Derbyshire Dales wrote “The Council’s waste & recycling collection contract is significant in terms of value and because it affects all Dales residents. During 2019/20 this contract has been subject to a competitive tendering process and a new contract (for 8 years with the option of a further 8 year extension) was awarded to the incumbent contractor, Serco, in December 2019. To allow a period of mobilisation, the new contract will commence in August 2020. While the expiring contract cost is around £2.1m per year, the new contract will cost over £3m a year. It is planned to offset some of the additional costs by introducing a chargeable garden waste service from April 2021 (forecast annual income is around £0.7m). The contract also allows for the possible introduction of three weekly residual waste collections, should that be necessary in the future.

“Members are already aware of the support that had to be given to Serco to ensure the garden waste collection service could recommence on 1st June (Emergency Committee 21 May 2020). The Council temporarily supported Serco’s additional operational costs. It accepted a reduction in recycling collections for a month, and reduced/no Food and Garden Waste collection for four months, accepting in excess of 450,000 missed collections whilst continuing to pay Serco the full monthly contract fee. The Council also accommodated Bulky Waste collection cessation, and performed 3,051 bin deliveries that should normally be carried out by Serco. Taken together, it is estimated that the combined value of these supplier reliefs and Council contributions during the Covid-19 pandemic to date exceed £250,000″.
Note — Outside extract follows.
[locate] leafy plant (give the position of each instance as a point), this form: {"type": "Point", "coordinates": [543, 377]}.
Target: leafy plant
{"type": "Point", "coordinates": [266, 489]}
“The new contract transitioned seamlessly on 2 August, but there are financial implications associated with this. These are due to delays in delivering the new refuse collection vehicles, and the consequent need for the existing (old) vehicles to be kept going for some months longer than intended. Part of this delay may be attributable to the Council issuing its “Letter of Intent to Purchase” vehicles on 23 January 2020, which was up to two weeks later than anticipated; this was due to clarification/challenge from the other bidder at this time and was unforeseen by Serco and the Council. Serco inform us that this 1-2 week delay caused a 1-3 month slippage in vehicle delivery slots from the supplier”.

Council tax payers in Derbyshire Dales must be boiling with rage at the generosity of officers and elected members to Serco of “exceeding £250,000”.